We think it is much better than writing your own Java parser from scratch.
Summary
Parsing in Java is a broad topic and the world of parsers is a bit different from the usual world of programmers. You will find the best tools coming directly from academia, which is typically not the case with software. Some tools and libraries have been started for a thesis or a research project. The upside is that tools tend to be easily and freely available. The downside is that some authors prefer to have a good explanation of the theory behind what their tools do, rather than a good documentation on how to use them. Also, some tools end up being abandoned as the original authors finish their master or their PhD.

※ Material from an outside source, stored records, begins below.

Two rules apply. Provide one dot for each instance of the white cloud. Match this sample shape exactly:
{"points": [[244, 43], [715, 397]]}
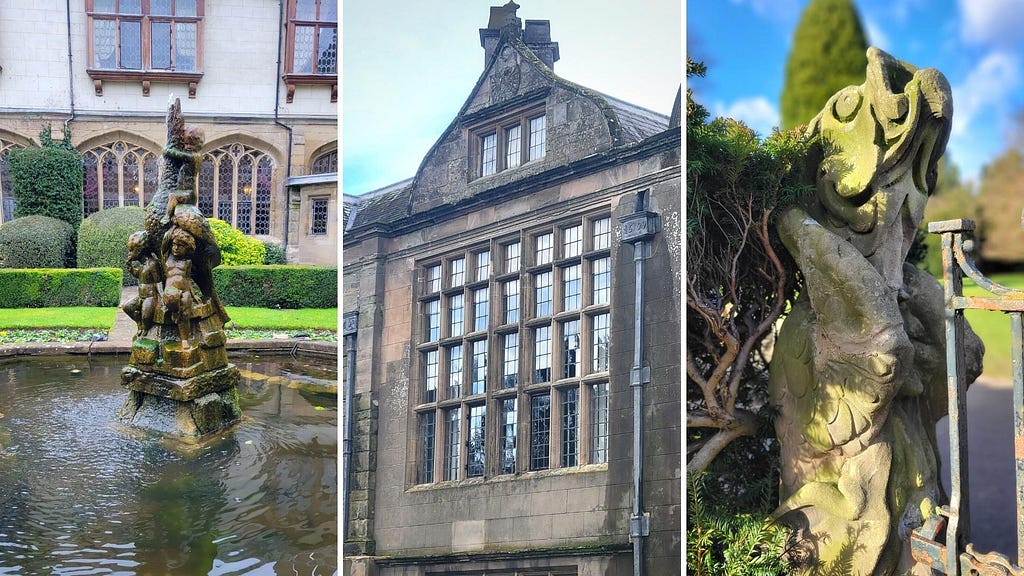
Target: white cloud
{"points": [[875, 35], [992, 22], [756, 112], [985, 90]]}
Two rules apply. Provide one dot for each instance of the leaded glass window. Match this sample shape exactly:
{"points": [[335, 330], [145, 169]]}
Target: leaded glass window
{"points": [[570, 411], [6, 192], [475, 463], [118, 173], [241, 187]]}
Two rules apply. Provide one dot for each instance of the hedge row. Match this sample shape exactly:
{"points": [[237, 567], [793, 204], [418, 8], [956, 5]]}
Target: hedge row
{"points": [[59, 287], [286, 286]]}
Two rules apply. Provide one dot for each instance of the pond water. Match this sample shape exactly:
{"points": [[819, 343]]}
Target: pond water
{"points": [[79, 495]]}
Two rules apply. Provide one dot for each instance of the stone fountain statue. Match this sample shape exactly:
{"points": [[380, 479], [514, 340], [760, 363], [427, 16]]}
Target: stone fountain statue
{"points": [[858, 373], [178, 377]]}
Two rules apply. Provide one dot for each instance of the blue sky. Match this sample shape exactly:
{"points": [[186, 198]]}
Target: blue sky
{"points": [[409, 67], [977, 44]]}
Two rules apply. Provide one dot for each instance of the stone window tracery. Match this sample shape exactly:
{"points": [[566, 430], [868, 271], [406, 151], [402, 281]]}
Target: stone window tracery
{"points": [[242, 195], [118, 173], [6, 192], [548, 332]]}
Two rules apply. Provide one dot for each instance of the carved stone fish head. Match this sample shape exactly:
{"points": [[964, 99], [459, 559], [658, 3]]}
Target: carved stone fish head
{"points": [[880, 144]]}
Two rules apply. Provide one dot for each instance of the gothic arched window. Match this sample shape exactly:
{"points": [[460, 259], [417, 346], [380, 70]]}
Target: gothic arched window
{"points": [[118, 174], [325, 163], [235, 181]]}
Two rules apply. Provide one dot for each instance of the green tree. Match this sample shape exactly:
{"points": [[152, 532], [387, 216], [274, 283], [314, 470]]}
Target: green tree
{"points": [[828, 53], [739, 278], [951, 199], [47, 180], [998, 211]]}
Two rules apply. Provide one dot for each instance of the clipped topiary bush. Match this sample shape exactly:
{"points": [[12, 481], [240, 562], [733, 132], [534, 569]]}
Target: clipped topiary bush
{"points": [[102, 239], [59, 287], [274, 253], [37, 241], [236, 247], [278, 286], [47, 180]]}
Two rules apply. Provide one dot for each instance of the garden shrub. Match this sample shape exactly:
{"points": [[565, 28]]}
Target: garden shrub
{"points": [[274, 253], [36, 242], [287, 286], [47, 180], [59, 287], [236, 247], [102, 239]]}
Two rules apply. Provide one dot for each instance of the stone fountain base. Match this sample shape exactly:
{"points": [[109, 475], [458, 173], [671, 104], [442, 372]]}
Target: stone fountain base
{"points": [[189, 408]]}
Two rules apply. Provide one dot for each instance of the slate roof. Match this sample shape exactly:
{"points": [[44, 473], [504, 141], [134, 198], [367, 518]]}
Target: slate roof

We tend to use parser generators quite a lot: ANTLR is our favorite one and we use JavaCC extensively in our work on JavaParser. We do not use parser combinators very much. It is not because they are bad, they have their uses and in fact we wrote an article about one in C#. But for the problems we deal with, they typically lead to less maintainable code. However they could be easier to start with so you may want to consider those. Especially if until now you have hacked something terrible using regular expressions and a half baked parser written by hand.
We cannot really say to you definitely what software you should use. What it is best for a user might not be the best for somebody else. And we all know that the most technically correct solution might not be ideal in real life with all its constraints. But we have searched and tried many similar tools in our work and something like this article would have helped us save some time. So we wanted to share what we have learned on the best options for parsing in Java.
We would like to thank Stefan Czaska for having informed us of AnnoFlex.
We would like to thank Danny van Bruggen for having informed us of funcj.
We would like to thank Zhong Yu for having informed us of rekex.